We present Uni3D, a unified and scalable 3D pretraining framework for large-scale 3D representation learning, and explore its limits at the scale of one billion parameters. Uni3D uses a 2D initialized ViT end-to-end pretrained to align the 3D point cloud features with the image-text aligned features. Via the simple architecture and pretext task, Uni3D can leverage abundant 2D pretrained models as initialization and image-text aligned models as the target, unlocking the great potential of 2D models and scaling-up strategies to the 3D world. We efficiently scale up Uni3D to one billion parameters, and set new records on a broad range of 3D tasks.

Schedule

We are committed to open-sourcing Uni3D related materials, including:

  • Extended Uni3D to a 3D metric (Uni3D-score) for enhanced semantic coherence in text-to-3D tasks.

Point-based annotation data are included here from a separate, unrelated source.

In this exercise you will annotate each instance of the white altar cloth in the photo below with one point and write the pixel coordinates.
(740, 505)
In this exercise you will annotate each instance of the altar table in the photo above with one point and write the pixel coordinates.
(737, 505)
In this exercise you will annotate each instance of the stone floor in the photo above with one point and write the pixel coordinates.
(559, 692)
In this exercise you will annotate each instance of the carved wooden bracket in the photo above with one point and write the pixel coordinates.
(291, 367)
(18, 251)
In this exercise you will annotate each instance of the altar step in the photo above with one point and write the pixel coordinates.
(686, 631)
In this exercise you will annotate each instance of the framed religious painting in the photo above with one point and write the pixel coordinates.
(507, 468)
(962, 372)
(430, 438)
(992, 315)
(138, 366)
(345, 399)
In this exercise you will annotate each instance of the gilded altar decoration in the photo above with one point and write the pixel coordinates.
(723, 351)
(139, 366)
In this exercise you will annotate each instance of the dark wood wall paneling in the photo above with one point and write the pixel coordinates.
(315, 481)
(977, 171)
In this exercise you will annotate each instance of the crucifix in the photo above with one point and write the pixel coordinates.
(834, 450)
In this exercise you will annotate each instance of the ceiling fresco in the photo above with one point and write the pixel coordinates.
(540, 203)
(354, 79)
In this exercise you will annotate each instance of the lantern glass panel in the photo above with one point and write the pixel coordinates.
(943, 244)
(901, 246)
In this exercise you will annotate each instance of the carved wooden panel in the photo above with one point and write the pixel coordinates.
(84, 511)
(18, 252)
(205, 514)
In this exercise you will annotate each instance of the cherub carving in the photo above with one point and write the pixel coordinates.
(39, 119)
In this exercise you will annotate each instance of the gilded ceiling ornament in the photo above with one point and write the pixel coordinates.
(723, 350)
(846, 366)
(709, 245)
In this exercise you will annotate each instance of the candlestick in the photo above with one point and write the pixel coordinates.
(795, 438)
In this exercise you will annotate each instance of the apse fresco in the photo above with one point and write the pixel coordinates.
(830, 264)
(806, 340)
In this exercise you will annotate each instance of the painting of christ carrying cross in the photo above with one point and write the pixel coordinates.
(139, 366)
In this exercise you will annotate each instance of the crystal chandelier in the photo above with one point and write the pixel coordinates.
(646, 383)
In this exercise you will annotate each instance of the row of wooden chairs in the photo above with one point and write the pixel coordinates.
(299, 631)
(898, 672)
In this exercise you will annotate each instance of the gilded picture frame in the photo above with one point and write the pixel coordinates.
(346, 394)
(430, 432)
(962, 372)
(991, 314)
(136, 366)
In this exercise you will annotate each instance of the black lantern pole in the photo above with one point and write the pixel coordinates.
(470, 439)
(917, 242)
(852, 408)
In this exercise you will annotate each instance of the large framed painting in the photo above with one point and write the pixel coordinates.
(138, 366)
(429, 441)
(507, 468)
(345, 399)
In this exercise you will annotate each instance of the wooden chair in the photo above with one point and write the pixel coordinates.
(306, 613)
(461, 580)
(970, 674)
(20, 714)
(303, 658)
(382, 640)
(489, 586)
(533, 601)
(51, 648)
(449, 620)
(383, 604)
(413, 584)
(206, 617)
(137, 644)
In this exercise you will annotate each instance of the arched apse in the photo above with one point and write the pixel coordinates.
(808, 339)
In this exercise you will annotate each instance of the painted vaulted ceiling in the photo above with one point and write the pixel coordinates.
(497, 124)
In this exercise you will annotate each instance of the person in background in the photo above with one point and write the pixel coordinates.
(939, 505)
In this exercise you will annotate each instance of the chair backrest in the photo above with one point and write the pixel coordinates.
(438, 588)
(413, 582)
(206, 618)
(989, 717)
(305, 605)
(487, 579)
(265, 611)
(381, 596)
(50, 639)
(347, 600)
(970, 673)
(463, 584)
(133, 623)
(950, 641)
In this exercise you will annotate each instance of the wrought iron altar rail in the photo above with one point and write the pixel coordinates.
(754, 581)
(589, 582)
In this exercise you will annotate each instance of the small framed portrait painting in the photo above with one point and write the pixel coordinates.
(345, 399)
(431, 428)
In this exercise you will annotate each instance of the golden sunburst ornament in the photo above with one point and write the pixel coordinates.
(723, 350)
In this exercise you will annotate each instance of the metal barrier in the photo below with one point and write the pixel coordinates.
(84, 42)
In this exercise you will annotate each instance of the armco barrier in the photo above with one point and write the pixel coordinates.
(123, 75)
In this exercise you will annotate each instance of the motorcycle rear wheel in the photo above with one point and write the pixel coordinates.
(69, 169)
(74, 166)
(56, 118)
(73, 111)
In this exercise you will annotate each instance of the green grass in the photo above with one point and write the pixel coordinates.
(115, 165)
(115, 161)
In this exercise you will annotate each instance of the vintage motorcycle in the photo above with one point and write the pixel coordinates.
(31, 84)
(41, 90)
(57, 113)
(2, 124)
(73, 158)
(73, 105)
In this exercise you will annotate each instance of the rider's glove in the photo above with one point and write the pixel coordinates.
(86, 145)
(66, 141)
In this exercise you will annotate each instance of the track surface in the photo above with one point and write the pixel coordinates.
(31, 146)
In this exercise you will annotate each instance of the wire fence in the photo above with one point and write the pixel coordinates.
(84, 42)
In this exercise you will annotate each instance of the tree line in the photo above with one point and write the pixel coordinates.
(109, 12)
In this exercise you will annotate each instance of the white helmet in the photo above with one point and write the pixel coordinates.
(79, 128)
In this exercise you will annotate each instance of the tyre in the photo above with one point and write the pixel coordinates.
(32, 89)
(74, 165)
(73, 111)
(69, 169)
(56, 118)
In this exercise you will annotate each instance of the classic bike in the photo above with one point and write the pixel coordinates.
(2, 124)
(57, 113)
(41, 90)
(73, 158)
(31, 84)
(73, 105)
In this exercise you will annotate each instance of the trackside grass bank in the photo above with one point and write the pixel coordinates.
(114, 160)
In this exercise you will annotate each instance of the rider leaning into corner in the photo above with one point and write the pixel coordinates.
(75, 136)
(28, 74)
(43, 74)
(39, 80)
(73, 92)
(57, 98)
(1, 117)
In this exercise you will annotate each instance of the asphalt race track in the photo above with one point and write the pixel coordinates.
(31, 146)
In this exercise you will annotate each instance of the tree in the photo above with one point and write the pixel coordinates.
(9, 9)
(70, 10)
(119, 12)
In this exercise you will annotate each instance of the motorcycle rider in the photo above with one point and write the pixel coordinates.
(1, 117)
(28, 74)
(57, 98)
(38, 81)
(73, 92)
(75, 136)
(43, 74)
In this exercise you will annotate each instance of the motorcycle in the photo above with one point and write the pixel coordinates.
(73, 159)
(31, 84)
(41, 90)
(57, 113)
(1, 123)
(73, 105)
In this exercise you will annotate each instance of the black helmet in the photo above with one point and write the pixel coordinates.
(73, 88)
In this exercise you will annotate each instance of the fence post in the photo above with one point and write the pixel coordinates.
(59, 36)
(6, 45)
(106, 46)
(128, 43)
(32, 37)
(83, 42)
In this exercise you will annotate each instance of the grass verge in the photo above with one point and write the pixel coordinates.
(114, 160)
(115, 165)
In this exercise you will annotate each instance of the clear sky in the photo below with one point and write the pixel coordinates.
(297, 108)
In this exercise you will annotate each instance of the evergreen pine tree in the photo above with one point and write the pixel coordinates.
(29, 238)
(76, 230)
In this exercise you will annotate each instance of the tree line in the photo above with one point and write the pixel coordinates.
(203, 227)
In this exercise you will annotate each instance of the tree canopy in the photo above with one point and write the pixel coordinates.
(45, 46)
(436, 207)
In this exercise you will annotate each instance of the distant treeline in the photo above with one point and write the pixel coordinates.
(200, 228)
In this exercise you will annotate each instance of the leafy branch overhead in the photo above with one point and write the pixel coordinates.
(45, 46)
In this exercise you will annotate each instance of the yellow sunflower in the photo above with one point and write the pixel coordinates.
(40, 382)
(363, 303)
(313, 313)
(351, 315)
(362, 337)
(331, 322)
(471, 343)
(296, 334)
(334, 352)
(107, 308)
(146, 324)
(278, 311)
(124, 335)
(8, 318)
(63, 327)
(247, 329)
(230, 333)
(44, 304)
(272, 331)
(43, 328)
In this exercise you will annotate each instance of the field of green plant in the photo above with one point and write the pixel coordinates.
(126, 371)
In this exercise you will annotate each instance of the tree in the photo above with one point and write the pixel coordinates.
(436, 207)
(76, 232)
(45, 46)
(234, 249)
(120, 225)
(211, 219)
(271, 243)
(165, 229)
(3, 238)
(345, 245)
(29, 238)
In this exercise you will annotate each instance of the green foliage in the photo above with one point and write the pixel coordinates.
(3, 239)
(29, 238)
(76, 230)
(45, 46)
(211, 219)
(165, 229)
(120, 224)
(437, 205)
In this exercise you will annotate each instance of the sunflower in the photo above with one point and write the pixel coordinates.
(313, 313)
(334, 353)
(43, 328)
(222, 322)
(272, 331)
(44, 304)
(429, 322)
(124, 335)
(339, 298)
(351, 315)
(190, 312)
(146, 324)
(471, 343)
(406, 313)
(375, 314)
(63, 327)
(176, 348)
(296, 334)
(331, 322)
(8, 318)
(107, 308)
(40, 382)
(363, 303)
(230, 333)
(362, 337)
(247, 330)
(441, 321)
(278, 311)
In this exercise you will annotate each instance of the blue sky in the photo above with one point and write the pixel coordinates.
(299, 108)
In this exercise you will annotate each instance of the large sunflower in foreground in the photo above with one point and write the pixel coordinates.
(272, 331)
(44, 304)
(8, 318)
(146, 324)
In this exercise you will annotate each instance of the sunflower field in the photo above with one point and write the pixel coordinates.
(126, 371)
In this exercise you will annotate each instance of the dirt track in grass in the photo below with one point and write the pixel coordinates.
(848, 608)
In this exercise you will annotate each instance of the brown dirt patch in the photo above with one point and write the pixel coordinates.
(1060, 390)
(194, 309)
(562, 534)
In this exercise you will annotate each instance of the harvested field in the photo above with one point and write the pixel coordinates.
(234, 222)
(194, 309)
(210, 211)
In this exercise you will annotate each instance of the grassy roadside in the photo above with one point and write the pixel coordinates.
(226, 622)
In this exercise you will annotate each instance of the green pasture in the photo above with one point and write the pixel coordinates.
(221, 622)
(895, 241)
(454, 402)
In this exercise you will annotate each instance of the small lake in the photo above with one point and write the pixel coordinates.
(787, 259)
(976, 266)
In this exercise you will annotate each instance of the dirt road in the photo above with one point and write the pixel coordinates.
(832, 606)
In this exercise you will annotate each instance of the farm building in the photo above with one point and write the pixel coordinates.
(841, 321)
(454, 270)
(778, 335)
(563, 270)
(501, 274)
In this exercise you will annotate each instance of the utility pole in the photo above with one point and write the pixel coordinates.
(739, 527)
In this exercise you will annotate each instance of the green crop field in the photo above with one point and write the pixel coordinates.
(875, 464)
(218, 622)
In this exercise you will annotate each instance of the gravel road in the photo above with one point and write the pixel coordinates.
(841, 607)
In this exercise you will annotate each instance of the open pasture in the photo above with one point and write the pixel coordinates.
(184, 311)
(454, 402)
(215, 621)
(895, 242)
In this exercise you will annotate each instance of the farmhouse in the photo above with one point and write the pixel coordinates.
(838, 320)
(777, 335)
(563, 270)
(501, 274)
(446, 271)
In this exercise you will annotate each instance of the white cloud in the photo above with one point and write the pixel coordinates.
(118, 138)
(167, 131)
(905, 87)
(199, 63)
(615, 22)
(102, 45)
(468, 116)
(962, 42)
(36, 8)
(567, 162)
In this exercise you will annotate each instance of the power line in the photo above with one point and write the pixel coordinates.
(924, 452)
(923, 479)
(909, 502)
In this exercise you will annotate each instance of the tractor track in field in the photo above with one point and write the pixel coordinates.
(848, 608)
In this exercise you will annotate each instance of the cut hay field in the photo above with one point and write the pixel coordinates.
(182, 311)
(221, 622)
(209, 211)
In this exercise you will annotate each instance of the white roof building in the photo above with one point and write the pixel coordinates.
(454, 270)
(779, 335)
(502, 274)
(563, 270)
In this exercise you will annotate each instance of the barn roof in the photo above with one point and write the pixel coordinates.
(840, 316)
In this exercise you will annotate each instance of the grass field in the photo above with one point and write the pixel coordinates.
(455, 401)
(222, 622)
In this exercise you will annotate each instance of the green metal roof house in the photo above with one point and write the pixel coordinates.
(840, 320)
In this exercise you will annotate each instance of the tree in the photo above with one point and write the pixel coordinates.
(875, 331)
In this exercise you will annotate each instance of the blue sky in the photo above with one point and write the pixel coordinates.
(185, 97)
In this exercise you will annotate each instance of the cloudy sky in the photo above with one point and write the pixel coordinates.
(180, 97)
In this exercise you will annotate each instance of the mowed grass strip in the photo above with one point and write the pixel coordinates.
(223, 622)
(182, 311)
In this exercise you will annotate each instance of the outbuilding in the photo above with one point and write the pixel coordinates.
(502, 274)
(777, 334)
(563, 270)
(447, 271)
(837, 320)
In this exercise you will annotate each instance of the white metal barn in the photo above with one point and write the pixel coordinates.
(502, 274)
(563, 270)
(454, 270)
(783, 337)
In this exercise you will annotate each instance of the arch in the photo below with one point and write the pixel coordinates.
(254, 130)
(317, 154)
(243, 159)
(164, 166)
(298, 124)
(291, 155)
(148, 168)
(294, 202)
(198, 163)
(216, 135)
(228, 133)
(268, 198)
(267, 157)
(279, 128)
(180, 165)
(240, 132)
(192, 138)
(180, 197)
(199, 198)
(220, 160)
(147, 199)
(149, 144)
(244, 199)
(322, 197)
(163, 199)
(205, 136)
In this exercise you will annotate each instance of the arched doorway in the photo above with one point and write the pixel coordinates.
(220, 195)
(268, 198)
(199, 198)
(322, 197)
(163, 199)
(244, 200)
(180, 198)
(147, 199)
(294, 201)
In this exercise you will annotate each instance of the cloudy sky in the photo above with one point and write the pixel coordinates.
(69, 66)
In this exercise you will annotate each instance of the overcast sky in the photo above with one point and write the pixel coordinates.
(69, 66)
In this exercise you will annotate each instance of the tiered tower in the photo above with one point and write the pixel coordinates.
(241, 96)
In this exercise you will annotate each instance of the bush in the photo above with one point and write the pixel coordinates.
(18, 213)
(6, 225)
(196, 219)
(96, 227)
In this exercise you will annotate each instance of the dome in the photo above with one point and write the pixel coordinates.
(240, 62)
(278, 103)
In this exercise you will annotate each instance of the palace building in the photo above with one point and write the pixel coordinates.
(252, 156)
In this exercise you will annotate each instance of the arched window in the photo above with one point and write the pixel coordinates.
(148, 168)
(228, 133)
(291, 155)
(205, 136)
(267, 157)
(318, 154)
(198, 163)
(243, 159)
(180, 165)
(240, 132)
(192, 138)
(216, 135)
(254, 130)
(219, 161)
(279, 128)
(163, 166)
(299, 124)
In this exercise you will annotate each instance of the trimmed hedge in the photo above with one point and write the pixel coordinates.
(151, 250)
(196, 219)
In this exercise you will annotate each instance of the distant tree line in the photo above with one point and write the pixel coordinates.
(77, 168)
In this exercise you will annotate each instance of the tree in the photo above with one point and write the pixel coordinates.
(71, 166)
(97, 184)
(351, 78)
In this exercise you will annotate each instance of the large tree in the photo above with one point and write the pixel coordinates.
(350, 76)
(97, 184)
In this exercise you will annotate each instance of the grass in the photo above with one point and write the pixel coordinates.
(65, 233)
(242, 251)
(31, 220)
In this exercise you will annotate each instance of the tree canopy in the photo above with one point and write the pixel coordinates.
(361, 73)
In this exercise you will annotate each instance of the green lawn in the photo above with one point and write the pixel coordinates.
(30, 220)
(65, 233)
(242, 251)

For details, see GeoDream.
  • The weights of models range from 6M to 1B parameters.
  • Evaluation code
  • Evaluation data
  • Pretraining code
  • Pretraining data

We hope to foster the growth of our community through open-sourcing and promoting collaboration👬. Let's step towards multimodal intelligence together🍻.

Installation

Clone this repository and install the required packages:

git clone https://github.com/baaivision/Uni3D.git
cd Uni3D

conda create -n uni3d python=3.8
conda activate uni3d
conda install pytorch torchvision torchaudio pytorch-cuda=11.8 -c pytorch -c nvidia

pip install -r requirements.txt

# install pointnet2 extensions from https://github.com/erikwijmans/Pointnet2_PyTorch
pip install "git+git://github.com/erikwijmans/Pointnet2_PyTorch.git#egg=pointnet2_ops&subdirectory=pointnet2_ops_lib"

Core packages:

Model Zoo

Model Training Data Objaverse-LVIS Top1 (Top5) ModelNet40 Top1 (Top5) ScanObjectNN Top1 (Top5)
Uni3d-B Ensembled w/o LVIS 45.9 (74.8) 86.1 (98.7) 61.7 (89.5)
Uni3d-B Ensembled 51.7 (80.8) 86.3 (97.9) 63.8 (90.2)
Uni3d-L Ensembled w/o LVIS 46.2 (74.7) 86.6 (97.8) 58.4 (90.1)
Uni3d-L Ensembled 53.1 (81.5) 86.3 (98.3) 58.2 (89.4)
Uni3d-g Ensembled w/o LVIS 47.2 (76.1) 86.8 (98.4) 66.5 (90.1)
Uni3d-g Ensembled 53.5 (82.0) 87.3 (99.2) 63.9 (91.7)
Uni3d-g 🔥 Ensembled 55.3 (82.9) 88.2 (99.3) 65.3 (92.7)

Evaluation of Zero-shot 3D classification

We evaluate the zero-shot 3D classification performance on three datasets: Objaverse-LVIS, ModelNet40 and ScanObjectNN.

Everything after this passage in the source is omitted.